Senator MORSE. Let me tie my point of view down to this comment: Let the record show if I thought that the carriers pleaded good faith and negotiated a 3-year wage pattern agreement with the brotherhoods, based upon any agreement, expressed or implied, that that was going to be the totality of the brotherhoods' request, except for the qualifying limitations you have expressed, and that you realized that something had to be done to finance the bill that was passed last year, then I would have a somewhat different attitude towards considering these requests than I would if the record showed that the carriers were not taken by surprise, that they just didn't include it in negotiations, that they did not attempt to get any comment on the part of the brotherhoods as to these benefits which, as I have said, I think would have to be considered as a part of the labor costs, and they didn't seek to get any commitments from the brotherhoods on them in their negotiations of the so-called pattern.

Mr. MONROE. I don't think that there is any reason to endeavor to secure any commitments. I said I wasn't on the negotiating committee, but I would see no reason why they should secure any commitments, for they just got benefit increases last year and we knew that some financing had to be done to take care of that increase.

Senator MORSE. I see no reason for discussing it unless you had knowledge that the brotherhoods were thinking in terms of benefits over and above what were encompassed in last year's bill.

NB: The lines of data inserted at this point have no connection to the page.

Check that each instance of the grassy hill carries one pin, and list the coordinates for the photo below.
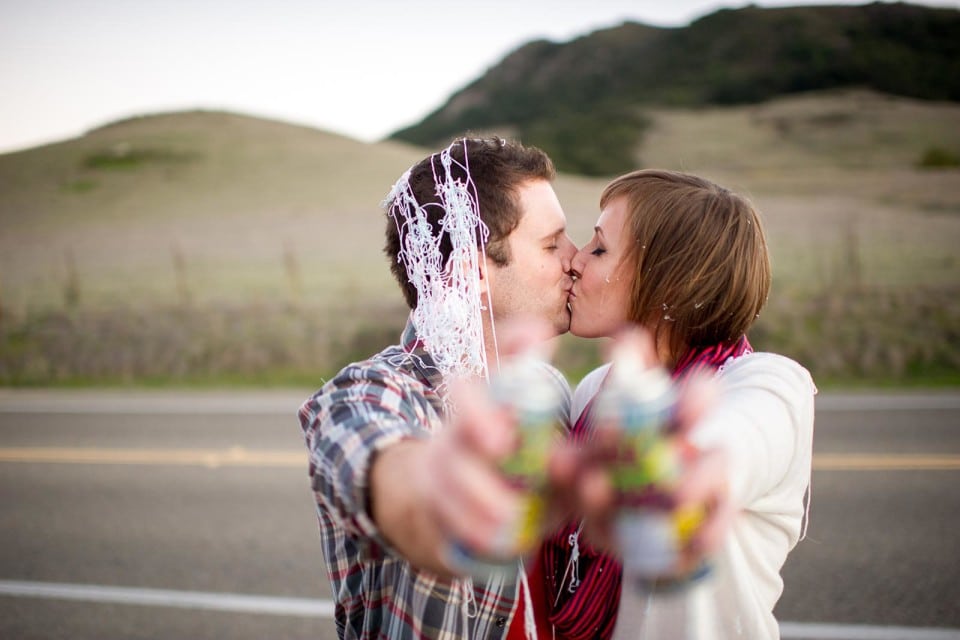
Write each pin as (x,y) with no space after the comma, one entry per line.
(214,248)
(586,101)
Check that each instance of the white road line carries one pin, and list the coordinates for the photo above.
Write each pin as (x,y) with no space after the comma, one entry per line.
(814,631)
(306,607)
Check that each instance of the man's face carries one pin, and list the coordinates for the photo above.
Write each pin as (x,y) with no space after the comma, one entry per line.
(537,281)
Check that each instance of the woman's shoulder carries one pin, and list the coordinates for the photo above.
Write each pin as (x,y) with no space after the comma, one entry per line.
(761,367)
(586,389)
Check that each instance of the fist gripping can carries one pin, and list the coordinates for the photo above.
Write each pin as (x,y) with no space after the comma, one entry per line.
(651,532)
(526,388)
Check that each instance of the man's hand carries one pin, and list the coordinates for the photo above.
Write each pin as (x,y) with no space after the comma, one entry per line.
(428,495)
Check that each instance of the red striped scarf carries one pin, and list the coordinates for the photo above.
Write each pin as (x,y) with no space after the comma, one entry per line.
(589,611)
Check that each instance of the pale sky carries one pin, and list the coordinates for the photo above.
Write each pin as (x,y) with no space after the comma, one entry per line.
(361,68)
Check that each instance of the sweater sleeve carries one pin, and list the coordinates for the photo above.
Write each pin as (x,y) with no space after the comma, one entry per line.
(764,420)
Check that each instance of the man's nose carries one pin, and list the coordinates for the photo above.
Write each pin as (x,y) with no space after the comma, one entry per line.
(575,264)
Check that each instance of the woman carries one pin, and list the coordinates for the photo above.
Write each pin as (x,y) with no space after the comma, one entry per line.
(687,260)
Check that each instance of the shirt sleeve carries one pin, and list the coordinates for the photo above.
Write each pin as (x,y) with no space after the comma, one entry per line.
(365,409)
(764,419)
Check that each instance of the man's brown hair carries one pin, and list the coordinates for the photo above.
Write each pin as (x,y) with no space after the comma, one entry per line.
(497,168)
(701,266)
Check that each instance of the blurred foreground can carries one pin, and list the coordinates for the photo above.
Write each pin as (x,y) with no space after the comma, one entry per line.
(650,531)
(525,387)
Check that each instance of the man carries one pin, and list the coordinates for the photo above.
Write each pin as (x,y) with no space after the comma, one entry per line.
(392,502)
(403,455)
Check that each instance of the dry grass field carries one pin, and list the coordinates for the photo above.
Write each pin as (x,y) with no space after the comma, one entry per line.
(213,248)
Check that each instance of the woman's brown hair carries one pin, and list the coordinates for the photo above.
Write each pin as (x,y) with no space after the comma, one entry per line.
(702,269)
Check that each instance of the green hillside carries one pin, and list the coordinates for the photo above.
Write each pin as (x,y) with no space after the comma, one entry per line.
(586,101)
(214,248)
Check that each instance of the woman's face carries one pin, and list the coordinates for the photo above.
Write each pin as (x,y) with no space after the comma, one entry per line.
(600,298)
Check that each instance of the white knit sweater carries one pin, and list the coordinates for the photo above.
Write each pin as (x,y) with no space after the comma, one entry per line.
(764,419)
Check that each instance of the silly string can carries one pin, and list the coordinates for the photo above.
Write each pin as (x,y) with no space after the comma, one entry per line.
(650,531)
(525,387)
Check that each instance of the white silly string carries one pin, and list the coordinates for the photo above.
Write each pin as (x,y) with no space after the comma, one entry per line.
(448,313)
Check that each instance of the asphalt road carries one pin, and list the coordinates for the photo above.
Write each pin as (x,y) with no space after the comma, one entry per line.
(198,500)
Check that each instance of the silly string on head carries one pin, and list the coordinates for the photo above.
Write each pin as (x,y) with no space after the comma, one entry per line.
(448,311)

Mr. MONROE. We had no knowledge of it.

Senator MORSE. One other question. I have Mr. Bevan's statement here, and his exhibit Q-I am only asking for information-I want to call your attention to chart Q contained in the Bevan statement. It deals, Mr. Monroe, with financing of the so-called "equipments." Isn't it true that in recent years the railroads spent very substantial sums in amounts of interests on "equipment trusts" and this chart Q shows from 1956 to 1965 a considerable amount of interest for these equipment trust holders, which are somewhat like bondholders, are they not? It shows that they are getting in interest far in excess of what your stockholders are getting in dividends and this is all carried as costs. Is this not, however I speak loosely for descriptive purposesis this not a form of income as far as these equipment trusts and bondholders are concerned, while they are getting substantial interest payments?